A colleague explained their approach to dealing with left censored data in an analysis, and while I don't think it is the best approach, I am not sure if it is insufficient or not.
My colleague has very large datasets, composed of millions of measurements for different materials. A fair number of these measurements are non-zero values below a uniform instrumental threshold (maybe a tenth to a quarter of each dataset for each material), the majority of measurements are above this instrumental threshold. The question of interest is whether materials differ significantly in (a) their central tendency (mean, median) and (b) their spread (variance).

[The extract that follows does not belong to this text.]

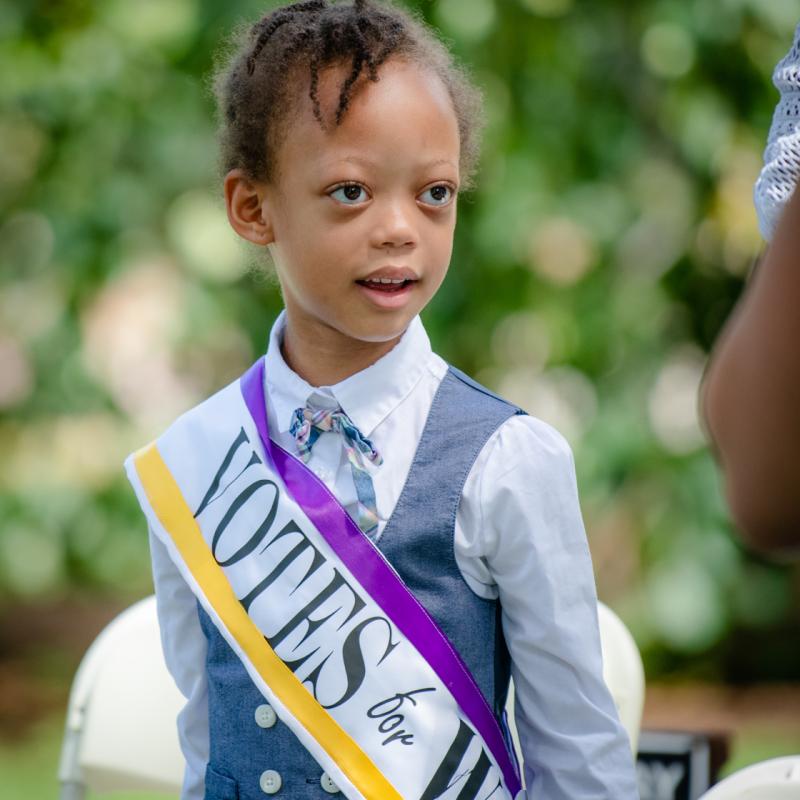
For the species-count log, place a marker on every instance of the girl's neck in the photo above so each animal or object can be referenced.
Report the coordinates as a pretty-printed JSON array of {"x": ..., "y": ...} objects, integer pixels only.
[{"x": 325, "y": 362}]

To deal with their censored data, and the need to log-transform the data so to correct for a strong right-ward skew, my colleague has been effectively converting the censored data to interval truncated data: excluding all values at the minimum instrumental value (i.e. all the censored values), and then removing an equal number of samples from the rightward side of the distribution, so that both sides of a dataset's distribution are equally truncated. Then applying Mann-Whitney tests, ANOVAs, etc to this data, which (for a given material) looks somewhat Normal like after this exclusion and the log-transformation, although missing the tails.
I think this is probably sufficient for saying there are differences in the central tendency (but probably less effective than using a rank-based non-parametric method, which would sidestep this whole need to truncate the data-set at both ends). Has anyone seen any work that uses this symmetric truncation as a way to deal with asymmetrically censored data? I haven't found anything, although informally
I'm not really sure about the variance scenario. Could the fact we are removing different amounts of values from each distribution create some artificial differences in spread, even when the datasets are this large? Maybe? Would a better method be using maximum likelihood methods that directly account for the censoring? (Probably.)